VII. Su acción en la economía es “del lado de la oferta”, y para recuperar los equilibrios llamados micro. Los mercados no están nunca “en equilibrio”, siempre hay oportunidades desaprovechadas: necesidades satisfechas y recursos empleados por debajo del óptimo, sobre todo en mercados intervenidos. Y la reasignación de los recursos para aplicarse a las necesidades más prioritarias es función del empresario y no del gobierno, no en el lado de la demanda sino de la oferta, de los productores que somos todos y no sólo el empresario.

Los agentes económicos individuales -de cualquiera dimensión-, han de recuperar sus equilibrios, sin subvenciones ni privilegios. ¿Cuáles agentes?
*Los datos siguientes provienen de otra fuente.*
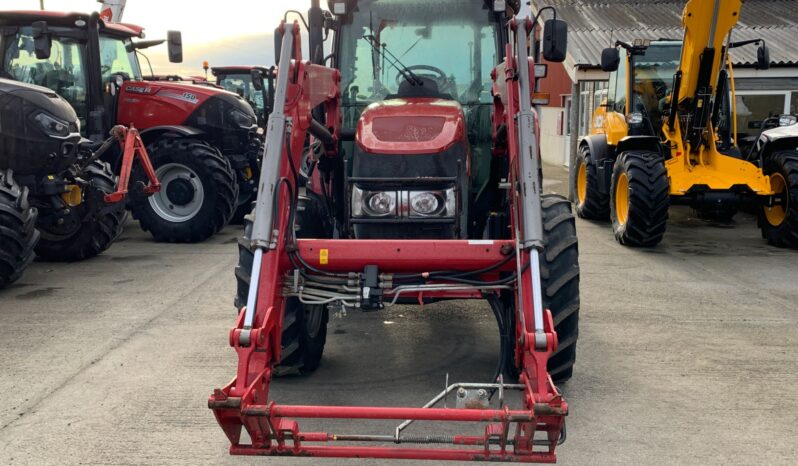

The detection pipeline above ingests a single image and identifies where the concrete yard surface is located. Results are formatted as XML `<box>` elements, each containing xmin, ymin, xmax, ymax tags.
<box><xmin>0</xmin><ymin>163</ymin><xmax>796</xmax><ymax>465</ymax></box>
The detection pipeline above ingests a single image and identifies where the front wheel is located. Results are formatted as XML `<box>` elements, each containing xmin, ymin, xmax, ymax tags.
<box><xmin>571</xmin><ymin>144</ymin><xmax>609</xmax><ymax>220</ymax></box>
<box><xmin>503</xmin><ymin>195</ymin><xmax>580</xmax><ymax>384</ymax></box>
<box><xmin>0</xmin><ymin>170</ymin><xmax>39</xmax><ymax>288</ymax></box>
<box><xmin>610</xmin><ymin>151</ymin><xmax>669</xmax><ymax>247</ymax></box>
<box><xmin>35</xmin><ymin>161</ymin><xmax>126</xmax><ymax>262</ymax></box>
<box><xmin>234</xmin><ymin>193</ymin><xmax>332</xmax><ymax>375</ymax></box>
<box><xmin>759</xmin><ymin>151</ymin><xmax>798</xmax><ymax>248</ymax></box>
<box><xmin>130</xmin><ymin>138</ymin><xmax>238</xmax><ymax>243</ymax></box>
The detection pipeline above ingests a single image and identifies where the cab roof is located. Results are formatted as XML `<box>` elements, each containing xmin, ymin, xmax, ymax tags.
<box><xmin>0</xmin><ymin>11</ymin><xmax>144</xmax><ymax>38</ymax></box>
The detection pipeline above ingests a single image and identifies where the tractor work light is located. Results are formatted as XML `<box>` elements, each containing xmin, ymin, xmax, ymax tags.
<box><xmin>352</xmin><ymin>186</ymin><xmax>455</xmax><ymax>219</ymax></box>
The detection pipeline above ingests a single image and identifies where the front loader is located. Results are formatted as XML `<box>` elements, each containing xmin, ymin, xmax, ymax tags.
<box><xmin>209</xmin><ymin>0</ymin><xmax>580</xmax><ymax>462</ymax></box>
<box><xmin>573</xmin><ymin>0</ymin><xmax>798</xmax><ymax>248</ymax></box>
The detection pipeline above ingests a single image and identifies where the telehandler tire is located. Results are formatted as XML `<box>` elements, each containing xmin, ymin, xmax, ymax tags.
<box><xmin>35</xmin><ymin>161</ymin><xmax>126</xmax><ymax>262</ymax></box>
<box><xmin>572</xmin><ymin>144</ymin><xmax>609</xmax><ymax>220</ymax></box>
<box><xmin>234</xmin><ymin>193</ymin><xmax>331</xmax><ymax>375</ymax></box>
<box><xmin>610</xmin><ymin>150</ymin><xmax>669</xmax><ymax>247</ymax></box>
<box><xmin>130</xmin><ymin>138</ymin><xmax>237</xmax><ymax>243</ymax></box>
<box><xmin>759</xmin><ymin>151</ymin><xmax>798</xmax><ymax>248</ymax></box>
<box><xmin>0</xmin><ymin>169</ymin><xmax>39</xmax><ymax>288</ymax></box>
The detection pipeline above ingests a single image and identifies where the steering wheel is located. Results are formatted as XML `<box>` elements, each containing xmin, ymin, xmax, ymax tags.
<box><xmin>395</xmin><ymin>64</ymin><xmax>448</xmax><ymax>87</ymax></box>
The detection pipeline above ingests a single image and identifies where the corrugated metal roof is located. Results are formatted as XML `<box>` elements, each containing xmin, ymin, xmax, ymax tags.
<box><xmin>532</xmin><ymin>0</ymin><xmax>798</xmax><ymax>67</ymax></box>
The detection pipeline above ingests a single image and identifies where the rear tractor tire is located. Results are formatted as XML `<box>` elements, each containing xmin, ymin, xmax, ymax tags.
<box><xmin>0</xmin><ymin>170</ymin><xmax>39</xmax><ymax>288</ymax></box>
<box><xmin>234</xmin><ymin>194</ymin><xmax>332</xmax><ymax>375</ymax></box>
<box><xmin>130</xmin><ymin>138</ymin><xmax>238</xmax><ymax>243</ymax></box>
<box><xmin>759</xmin><ymin>151</ymin><xmax>798</xmax><ymax>248</ymax></box>
<box><xmin>35</xmin><ymin>161</ymin><xmax>126</xmax><ymax>262</ymax></box>
<box><xmin>572</xmin><ymin>144</ymin><xmax>609</xmax><ymax>220</ymax></box>
<box><xmin>610</xmin><ymin>150</ymin><xmax>669</xmax><ymax>247</ymax></box>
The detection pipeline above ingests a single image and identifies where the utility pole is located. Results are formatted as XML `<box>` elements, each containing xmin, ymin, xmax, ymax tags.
<box><xmin>39</xmin><ymin>0</ymin><xmax>45</xmax><ymax>10</ymax></box>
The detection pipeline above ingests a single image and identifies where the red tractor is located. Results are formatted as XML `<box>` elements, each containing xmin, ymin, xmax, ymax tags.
<box><xmin>210</xmin><ymin>0</ymin><xmax>579</xmax><ymax>462</ymax></box>
<box><xmin>0</xmin><ymin>10</ymin><xmax>261</xmax><ymax>239</ymax></box>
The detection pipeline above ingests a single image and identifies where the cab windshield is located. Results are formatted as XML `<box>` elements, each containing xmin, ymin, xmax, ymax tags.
<box><xmin>338</xmin><ymin>0</ymin><xmax>499</xmax><ymax>107</ymax></box>
<box><xmin>99</xmin><ymin>35</ymin><xmax>143</xmax><ymax>81</ymax></box>
<box><xmin>631</xmin><ymin>41</ymin><xmax>681</xmax><ymax>132</ymax></box>
<box><xmin>218</xmin><ymin>73</ymin><xmax>264</xmax><ymax>116</ymax></box>
<box><xmin>1</xmin><ymin>26</ymin><xmax>88</xmax><ymax>122</ymax></box>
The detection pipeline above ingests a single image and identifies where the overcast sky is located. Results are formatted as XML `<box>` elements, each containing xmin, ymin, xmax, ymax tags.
<box><xmin>2</xmin><ymin>1</ymin><xmax>532</xmax><ymax>76</ymax></box>
<box><xmin>2</xmin><ymin>0</ymin><xmax>310</xmax><ymax>75</ymax></box>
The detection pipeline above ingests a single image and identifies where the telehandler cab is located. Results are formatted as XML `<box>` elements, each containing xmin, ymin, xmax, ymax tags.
<box><xmin>573</xmin><ymin>0</ymin><xmax>798</xmax><ymax>247</ymax></box>
<box><xmin>210</xmin><ymin>0</ymin><xmax>580</xmax><ymax>462</ymax></box>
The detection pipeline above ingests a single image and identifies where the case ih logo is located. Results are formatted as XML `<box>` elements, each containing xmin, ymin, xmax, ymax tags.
<box><xmin>125</xmin><ymin>85</ymin><xmax>152</xmax><ymax>94</ymax></box>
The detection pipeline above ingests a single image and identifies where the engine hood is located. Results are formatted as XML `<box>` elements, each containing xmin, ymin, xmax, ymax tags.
<box><xmin>0</xmin><ymin>78</ymin><xmax>78</xmax><ymax>124</ymax></box>
<box><xmin>123</xmin><ymin>79</ymin><xmax>253</xmax><ymax>114</ymax></box>
<box><xmin>356</xmin><ymin>98</ymin><xmax>465</xmax><ymax>155</ymax></box>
Personas, familias y empresas, instituciones sociales espontáneas (escuelas, clínicas, iglesias, clubes, otras asociaciones privadas incluyendo partidos políticos); y gobiernos, locales y de orden superior. ¿Cuáles equilibrios? Básicamente: entre ingresos y gastos, activos y pasivos.

La llamada “macro” economía es una depravación keynesiana, no es liberal. El liberalismo se funda en una praxeología individualista (Mises), y procede según el individualismo metodológico (Hayek): los comportamientos significativos son de los individuos, no de los colectivos. Implica una premisa filosófica: los entes colectivos no son seres en sentido propio. Las “variables agregadas” son meros ejercicios de estadística descriptiva, y muy defectuosos. Sus supuestas correlaciones causales -tomados como fundamento de las “políticas económicas”-, son muy discutibles.
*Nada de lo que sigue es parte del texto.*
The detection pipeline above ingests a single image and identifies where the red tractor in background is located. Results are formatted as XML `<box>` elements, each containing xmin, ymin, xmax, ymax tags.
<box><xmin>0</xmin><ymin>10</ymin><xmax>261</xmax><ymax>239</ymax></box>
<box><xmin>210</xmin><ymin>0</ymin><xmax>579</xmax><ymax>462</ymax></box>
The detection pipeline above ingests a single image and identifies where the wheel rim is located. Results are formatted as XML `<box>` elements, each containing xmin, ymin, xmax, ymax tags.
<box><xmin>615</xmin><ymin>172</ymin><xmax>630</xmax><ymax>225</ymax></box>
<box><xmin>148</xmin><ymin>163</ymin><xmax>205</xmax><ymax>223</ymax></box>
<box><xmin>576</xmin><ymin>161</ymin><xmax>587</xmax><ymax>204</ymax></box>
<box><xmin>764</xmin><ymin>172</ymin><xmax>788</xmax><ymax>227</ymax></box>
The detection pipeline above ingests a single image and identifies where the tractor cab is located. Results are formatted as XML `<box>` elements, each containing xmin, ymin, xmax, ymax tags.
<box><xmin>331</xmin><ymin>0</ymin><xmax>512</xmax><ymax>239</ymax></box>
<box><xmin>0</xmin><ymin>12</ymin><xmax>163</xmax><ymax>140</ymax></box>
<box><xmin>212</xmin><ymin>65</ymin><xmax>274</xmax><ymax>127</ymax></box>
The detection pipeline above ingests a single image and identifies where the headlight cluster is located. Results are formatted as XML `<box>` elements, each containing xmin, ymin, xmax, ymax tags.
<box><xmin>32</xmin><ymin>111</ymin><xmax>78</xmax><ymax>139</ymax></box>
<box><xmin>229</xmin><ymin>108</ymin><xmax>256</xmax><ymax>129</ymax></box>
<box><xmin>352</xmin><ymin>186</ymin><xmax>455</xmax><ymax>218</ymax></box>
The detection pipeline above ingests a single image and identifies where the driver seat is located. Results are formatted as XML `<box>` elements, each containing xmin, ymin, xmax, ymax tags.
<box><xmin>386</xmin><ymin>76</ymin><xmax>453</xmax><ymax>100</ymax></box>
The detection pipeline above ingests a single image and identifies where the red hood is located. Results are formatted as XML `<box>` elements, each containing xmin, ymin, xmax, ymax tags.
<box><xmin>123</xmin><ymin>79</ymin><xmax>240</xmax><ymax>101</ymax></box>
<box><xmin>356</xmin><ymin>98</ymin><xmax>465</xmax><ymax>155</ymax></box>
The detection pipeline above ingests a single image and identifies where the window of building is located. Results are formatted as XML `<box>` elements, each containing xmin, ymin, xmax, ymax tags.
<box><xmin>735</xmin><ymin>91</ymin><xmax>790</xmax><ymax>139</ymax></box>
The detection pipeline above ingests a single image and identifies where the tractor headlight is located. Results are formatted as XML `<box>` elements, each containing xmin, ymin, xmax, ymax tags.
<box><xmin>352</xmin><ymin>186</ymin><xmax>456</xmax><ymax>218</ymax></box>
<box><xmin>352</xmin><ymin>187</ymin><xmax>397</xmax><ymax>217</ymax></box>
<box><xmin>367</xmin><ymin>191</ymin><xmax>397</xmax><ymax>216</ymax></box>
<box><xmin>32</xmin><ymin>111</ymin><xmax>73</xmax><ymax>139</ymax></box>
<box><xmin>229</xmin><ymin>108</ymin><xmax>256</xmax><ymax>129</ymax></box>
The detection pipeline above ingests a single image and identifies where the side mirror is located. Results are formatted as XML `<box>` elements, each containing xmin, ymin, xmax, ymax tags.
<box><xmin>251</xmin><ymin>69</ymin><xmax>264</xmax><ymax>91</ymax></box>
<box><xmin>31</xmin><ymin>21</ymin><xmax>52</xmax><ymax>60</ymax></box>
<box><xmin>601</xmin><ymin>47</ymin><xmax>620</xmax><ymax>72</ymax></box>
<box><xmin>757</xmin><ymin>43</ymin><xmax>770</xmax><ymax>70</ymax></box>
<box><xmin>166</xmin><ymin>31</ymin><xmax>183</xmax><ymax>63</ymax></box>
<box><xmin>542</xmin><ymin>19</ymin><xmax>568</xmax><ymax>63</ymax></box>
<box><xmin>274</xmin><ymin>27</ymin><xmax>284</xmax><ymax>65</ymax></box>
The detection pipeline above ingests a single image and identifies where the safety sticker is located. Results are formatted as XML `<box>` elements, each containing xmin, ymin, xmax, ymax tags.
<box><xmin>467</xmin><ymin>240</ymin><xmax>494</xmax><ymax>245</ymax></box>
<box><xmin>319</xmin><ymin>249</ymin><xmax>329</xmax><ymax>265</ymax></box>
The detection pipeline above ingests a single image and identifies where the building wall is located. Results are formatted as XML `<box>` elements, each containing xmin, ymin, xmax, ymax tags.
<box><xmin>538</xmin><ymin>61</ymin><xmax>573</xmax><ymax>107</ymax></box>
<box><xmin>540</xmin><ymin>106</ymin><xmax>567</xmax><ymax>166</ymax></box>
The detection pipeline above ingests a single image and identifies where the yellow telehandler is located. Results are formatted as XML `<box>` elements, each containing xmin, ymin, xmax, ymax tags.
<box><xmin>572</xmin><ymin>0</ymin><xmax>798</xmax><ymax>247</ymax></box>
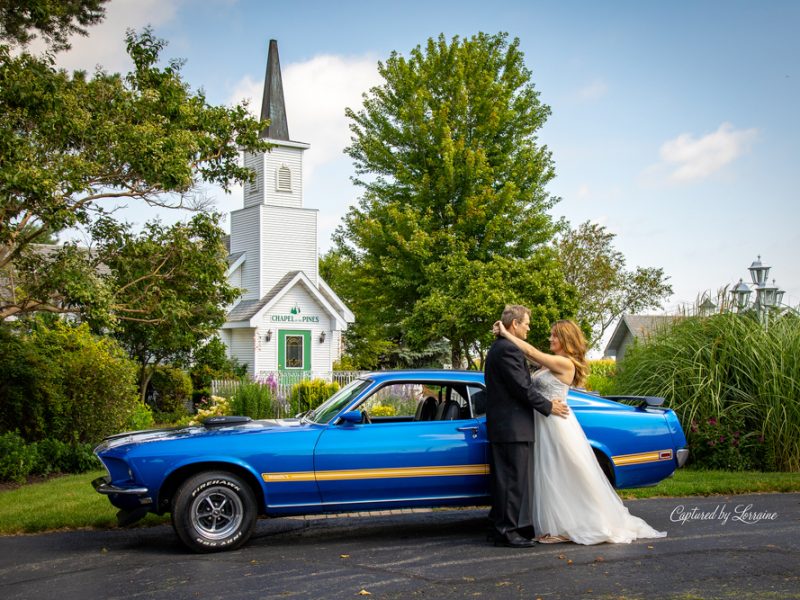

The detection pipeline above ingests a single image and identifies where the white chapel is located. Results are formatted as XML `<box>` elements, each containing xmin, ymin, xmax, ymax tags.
<box><xmin>219</xmin><ymin>40</ymin><xmax>354</xmax><ymax>376</ymax></box>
VIII. No hay sustituto para la salida liberal. Ni para el mensaje liberal, que debe llegar a su destino propio. Todos los supuestos sustitutos se ensayaron y fracasaron, demostrando ser inestables e inviables. La salida liberal es la única viable, y es urgente para los pobres, y para los empobrecidos por el estatismo en cualquiera de sus modalidades. Pero se requiere una intensa labor de clarificación ideológica. Poner la doctrina primero. Y difundir el mensaje liberal sin quites ni agregados, sin distorsiones ni falsificaciones. Completo; incluyendo sus aspectos filosóficos: la tolerancia es liberal, pero no el relativismo, ni el “pragmatismo” (oportunismo). Como finamente lo enseñó Ayn Rand, el capitalismo liberal no es compatible con cualquier filosofía.
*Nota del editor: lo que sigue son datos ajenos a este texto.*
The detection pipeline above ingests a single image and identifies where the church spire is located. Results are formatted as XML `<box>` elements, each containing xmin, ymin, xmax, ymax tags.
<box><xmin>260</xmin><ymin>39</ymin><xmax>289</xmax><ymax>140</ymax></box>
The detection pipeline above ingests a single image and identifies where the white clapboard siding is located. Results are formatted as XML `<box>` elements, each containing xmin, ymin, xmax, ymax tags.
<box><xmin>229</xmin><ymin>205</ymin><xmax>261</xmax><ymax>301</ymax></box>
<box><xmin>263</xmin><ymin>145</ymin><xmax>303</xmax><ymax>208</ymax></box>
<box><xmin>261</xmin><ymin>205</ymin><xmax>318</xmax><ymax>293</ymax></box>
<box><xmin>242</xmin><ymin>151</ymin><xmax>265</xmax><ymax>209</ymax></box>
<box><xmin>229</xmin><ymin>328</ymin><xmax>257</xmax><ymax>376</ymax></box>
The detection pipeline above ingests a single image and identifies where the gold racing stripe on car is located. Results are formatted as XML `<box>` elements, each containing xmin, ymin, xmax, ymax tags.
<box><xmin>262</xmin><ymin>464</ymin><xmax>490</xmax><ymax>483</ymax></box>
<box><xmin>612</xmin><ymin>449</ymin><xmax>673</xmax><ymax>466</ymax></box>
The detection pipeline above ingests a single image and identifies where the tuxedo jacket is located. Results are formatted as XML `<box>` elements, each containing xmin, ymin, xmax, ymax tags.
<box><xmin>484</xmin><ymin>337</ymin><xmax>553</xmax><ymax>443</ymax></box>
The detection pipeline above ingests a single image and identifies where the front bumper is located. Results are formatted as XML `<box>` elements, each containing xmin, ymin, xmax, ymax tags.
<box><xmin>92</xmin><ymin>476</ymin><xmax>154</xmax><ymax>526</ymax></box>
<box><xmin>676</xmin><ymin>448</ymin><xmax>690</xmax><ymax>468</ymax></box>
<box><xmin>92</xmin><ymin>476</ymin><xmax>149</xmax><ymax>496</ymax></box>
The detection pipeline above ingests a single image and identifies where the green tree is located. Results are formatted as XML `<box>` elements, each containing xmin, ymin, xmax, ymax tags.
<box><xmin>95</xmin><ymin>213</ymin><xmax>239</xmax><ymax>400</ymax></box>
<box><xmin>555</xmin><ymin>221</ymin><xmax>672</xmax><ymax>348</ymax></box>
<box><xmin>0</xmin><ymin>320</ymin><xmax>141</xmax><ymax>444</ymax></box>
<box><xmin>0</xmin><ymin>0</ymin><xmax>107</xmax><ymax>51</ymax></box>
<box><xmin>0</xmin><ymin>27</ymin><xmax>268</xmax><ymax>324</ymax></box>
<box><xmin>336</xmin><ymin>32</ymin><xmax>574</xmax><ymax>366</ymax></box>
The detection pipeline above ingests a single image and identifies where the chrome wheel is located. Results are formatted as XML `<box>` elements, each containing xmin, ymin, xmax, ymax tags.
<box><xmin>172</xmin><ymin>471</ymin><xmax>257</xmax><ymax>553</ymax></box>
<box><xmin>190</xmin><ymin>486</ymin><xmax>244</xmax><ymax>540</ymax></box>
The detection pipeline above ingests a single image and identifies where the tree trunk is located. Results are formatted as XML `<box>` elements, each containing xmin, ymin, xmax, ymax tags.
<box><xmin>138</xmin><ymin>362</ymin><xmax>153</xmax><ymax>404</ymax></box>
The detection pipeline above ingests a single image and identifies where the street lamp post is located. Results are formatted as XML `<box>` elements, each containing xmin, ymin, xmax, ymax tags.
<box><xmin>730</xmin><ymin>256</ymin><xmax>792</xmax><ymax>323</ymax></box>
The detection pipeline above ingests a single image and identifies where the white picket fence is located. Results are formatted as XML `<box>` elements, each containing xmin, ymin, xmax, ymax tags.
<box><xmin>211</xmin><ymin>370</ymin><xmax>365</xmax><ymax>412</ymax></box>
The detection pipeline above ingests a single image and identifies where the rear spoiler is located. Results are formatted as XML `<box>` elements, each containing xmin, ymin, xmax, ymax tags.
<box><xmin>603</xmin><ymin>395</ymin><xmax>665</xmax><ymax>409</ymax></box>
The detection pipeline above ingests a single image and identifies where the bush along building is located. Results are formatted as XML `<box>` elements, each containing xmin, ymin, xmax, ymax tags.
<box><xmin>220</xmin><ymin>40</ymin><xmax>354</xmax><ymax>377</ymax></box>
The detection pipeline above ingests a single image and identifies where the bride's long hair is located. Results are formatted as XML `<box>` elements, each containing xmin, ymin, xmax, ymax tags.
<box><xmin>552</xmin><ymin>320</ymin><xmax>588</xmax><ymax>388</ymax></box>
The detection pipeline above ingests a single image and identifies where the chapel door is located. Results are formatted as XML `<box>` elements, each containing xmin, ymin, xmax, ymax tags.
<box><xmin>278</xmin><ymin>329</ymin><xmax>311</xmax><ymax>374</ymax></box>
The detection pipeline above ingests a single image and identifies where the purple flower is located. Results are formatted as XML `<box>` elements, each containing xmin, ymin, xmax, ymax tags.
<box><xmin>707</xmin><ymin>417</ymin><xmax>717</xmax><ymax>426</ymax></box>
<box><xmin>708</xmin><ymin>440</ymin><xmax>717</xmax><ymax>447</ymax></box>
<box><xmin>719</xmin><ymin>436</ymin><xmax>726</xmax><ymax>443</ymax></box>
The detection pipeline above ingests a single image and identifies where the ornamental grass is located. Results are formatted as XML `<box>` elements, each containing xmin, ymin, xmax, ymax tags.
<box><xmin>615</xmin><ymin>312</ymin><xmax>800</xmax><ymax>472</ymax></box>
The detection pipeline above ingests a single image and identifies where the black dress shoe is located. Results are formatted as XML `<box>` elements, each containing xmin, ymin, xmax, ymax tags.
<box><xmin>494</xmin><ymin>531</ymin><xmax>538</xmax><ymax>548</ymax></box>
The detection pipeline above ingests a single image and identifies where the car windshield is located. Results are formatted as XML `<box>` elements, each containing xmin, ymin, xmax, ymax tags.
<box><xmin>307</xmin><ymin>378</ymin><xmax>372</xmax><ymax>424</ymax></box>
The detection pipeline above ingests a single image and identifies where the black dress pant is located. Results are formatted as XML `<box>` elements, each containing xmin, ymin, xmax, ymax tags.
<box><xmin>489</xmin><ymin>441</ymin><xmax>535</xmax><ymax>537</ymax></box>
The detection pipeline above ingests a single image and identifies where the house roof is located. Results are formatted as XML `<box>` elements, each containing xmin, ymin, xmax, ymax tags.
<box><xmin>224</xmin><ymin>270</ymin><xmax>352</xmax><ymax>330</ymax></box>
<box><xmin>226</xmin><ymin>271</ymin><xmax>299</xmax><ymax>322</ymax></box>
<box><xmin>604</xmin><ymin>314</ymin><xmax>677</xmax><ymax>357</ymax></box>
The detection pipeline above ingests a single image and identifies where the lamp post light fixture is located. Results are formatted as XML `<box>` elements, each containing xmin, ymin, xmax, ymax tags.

Ni hay sustituto para la fuerza política que impulse la salida. Como es muy natural y lógico, los partidos populistas y estatistas han demostrado ser absolutamente incapaces de impulsar la salida liberal. No hay sustituto del partido liberal, que se construye a medida que el mensaje va llegando a su destino -los pobres y la clase media- con los propios interesados, sin intermediaciones. A este fin, la organización celular es la más efectiva y conforme al orden voluntario, como demuestran las iglesias primitivas, los partidos comunistas (en la oposición), Alcoholicos Anónimos, y las organizaciones de ventas multinivel para productos franquiciados.Muchas raíces del capitalismo son cristianas; y no todas las religiones son enemigas de la razón. El sitio de nosotros los cristianos en el partido liberal es adentro, no afuera, menos en contra. Para ubicarlo basta con aclarar algunos malentendidos y confusiones sobre la Biblia, documento que contiene la más antigua formulación escrita del mensaje liberal. Sólo hay que mostrarlo.

Por Jose Luis Tapia, Director de ILE.